Breakfast, which will give you energy for the rest of the day
Imagine the feeling when– after sleeping for about 8 hours at night– you wake up desperately craving water and something to eat in order to continue functioning properly. Yes, we know that many people do not have breakfast when they get up, but this is a very bad idea.
According to the American Chemical Society, for a breakfast to be complete you need two basic components: some type of carbohydrate (grains, fruits and vegetables) and some protein.
It is also recommended to drink a glass of water on an empty stomach. This will help your body release toxins, as well as rehydrate the body quickly.
Lunch, a much-needed break
Noon arrives, and if you’ve had a busy morning, lunchtime can quickly pass without you even realizing it. Later, when your body alerts you that it’s hungry, is when you realize you’ve missed lunch and eat the first thing you find, often choosing a not-so-healthy option.
To stay happy and satisfied, it is better to have your week’s lunch planned and ready. A good lunch should combine fruits and vegetables in the greatest possible variety of colors; legumes and proteins, such as chicken and lentils; cereals, such as rice or potatoes; and plenty of water before and after meals.

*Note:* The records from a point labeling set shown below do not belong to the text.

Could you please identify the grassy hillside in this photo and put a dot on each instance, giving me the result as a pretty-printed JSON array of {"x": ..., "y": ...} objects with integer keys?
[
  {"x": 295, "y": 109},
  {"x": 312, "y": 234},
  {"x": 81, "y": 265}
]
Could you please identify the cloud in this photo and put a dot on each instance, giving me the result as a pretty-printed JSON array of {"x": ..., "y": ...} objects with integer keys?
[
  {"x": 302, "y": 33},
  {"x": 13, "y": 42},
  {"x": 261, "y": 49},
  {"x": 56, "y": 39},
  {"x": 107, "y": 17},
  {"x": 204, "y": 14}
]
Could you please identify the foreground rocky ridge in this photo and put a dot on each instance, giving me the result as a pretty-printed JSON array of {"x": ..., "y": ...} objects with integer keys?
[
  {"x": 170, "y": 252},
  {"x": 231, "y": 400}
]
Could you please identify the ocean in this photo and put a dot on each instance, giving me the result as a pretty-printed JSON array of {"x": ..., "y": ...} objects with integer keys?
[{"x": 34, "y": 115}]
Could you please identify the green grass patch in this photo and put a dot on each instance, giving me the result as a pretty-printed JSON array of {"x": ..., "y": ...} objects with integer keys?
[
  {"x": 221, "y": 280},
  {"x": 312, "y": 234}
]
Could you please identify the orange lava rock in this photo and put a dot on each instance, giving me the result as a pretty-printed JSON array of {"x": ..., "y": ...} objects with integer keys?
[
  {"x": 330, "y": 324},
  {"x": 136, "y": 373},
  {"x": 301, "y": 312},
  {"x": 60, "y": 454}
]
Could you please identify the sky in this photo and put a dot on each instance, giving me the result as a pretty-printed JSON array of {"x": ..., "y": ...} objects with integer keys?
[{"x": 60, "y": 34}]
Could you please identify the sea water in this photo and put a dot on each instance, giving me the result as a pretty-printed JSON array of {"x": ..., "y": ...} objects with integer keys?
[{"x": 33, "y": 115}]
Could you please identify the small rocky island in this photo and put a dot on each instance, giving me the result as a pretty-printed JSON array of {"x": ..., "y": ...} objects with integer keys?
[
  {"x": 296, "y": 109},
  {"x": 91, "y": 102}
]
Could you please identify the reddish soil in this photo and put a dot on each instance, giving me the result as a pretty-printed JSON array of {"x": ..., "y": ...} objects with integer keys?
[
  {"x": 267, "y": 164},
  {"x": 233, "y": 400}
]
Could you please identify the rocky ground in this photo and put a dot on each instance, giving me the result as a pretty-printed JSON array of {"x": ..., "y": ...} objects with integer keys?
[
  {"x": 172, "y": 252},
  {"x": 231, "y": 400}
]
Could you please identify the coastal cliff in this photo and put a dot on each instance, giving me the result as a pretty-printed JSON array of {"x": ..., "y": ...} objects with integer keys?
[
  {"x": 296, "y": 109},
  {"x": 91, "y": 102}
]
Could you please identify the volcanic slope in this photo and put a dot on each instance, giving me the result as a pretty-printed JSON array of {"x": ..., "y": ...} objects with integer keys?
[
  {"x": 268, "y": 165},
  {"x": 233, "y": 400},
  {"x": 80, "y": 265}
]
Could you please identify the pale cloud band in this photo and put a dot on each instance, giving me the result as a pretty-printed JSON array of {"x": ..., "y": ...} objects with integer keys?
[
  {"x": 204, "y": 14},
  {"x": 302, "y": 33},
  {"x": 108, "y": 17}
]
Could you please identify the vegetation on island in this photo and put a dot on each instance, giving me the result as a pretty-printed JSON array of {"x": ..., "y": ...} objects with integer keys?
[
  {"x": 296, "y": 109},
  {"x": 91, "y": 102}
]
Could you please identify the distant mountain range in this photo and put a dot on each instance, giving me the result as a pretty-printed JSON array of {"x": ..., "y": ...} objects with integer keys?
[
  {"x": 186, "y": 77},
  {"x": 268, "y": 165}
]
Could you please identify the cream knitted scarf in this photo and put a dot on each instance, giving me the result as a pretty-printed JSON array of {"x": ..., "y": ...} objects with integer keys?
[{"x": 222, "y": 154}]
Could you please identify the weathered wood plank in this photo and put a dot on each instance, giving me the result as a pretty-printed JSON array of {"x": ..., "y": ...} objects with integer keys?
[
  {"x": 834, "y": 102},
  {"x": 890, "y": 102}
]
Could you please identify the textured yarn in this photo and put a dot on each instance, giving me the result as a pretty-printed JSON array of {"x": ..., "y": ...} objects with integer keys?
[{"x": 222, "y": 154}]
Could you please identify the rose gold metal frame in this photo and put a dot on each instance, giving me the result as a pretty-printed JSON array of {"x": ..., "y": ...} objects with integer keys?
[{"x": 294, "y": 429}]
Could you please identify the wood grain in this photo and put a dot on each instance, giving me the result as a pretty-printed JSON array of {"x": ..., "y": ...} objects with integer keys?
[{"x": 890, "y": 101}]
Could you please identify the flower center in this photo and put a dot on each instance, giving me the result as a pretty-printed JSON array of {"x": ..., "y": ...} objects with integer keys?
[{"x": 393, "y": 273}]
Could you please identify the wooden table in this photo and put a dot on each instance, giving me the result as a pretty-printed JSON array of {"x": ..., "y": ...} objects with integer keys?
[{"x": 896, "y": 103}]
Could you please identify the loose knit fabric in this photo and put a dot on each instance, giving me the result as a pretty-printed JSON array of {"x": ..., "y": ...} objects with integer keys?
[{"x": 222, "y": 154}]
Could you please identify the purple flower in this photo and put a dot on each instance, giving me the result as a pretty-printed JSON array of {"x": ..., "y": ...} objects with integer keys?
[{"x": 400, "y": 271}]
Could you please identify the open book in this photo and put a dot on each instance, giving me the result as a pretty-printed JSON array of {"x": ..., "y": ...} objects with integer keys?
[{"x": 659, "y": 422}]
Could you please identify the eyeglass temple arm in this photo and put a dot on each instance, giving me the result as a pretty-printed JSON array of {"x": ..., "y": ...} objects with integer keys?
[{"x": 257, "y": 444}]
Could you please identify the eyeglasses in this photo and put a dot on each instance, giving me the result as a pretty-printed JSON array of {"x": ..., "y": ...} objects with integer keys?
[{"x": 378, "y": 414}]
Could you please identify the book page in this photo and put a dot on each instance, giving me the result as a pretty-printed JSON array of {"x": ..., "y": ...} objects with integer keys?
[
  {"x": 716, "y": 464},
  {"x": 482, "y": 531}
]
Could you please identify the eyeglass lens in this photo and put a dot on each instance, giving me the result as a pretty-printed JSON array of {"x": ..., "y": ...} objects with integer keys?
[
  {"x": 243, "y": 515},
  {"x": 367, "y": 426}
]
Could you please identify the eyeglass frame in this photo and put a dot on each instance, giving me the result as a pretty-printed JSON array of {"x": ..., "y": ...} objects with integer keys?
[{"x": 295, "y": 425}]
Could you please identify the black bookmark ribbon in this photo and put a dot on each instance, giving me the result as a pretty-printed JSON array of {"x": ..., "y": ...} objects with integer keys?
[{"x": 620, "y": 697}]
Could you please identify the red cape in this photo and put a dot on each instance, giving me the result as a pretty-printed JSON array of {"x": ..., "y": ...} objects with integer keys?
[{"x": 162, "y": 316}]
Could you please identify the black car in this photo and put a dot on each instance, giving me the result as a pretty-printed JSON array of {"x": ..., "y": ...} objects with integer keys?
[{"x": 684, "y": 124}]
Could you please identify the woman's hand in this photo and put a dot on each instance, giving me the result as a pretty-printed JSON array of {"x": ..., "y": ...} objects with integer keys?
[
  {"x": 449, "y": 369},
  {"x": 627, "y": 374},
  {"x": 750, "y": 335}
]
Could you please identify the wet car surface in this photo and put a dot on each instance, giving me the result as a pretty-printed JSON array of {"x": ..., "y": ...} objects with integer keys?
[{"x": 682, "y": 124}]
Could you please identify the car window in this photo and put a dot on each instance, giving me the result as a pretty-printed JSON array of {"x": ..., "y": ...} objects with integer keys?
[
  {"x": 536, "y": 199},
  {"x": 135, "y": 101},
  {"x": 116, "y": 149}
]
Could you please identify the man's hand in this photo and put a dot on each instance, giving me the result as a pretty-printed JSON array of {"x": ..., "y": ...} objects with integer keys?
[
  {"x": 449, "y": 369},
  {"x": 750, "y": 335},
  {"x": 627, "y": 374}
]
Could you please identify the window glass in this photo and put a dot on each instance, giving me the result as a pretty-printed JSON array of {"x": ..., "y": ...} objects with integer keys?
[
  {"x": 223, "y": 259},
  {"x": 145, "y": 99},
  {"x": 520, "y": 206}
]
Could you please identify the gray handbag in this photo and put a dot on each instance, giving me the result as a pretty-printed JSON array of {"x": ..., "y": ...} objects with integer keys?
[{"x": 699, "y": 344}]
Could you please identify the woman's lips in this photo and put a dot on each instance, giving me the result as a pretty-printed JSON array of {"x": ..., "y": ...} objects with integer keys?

Snacks: equally as delicious, but also healthy
For snacks, smoothies are a great idea to combine several food groups. If you put together fruits, milk and seeds, you will be getting a great dose of vitamins, proteins and healthy fats, among other things. This will also satisfy your hunger and give you instant energy.
You can also snack on a handful of nuts or dried fruits– such as almonds– or spread peanut butter over sliced banana or apple. Top with grated coconut and raisins for a perfect snack for the little ones.
End the day with a nice dinner
It is ideal to have dinner as early as possible. Do not overload your stomach and do not lie down immediately after eating in order to avoid gastrointestinal problems and to sleep better.
Try to make menu options for dinner similar to those you’ve made for lunch, but in smaller quantities and using lighter foods.
Finally, we suggest you think about weekly meals by food groups, and how many times per week you want to cook. For example: creating guidelines such as one protein per day, vegetables at all main meals, pasta for weekends, grains and legumes for lunch, four pieces of fruit a day, etc.
We know that creating a weekly meal plan can be daunting at first, but once you get the hang of it you’ll positively love it!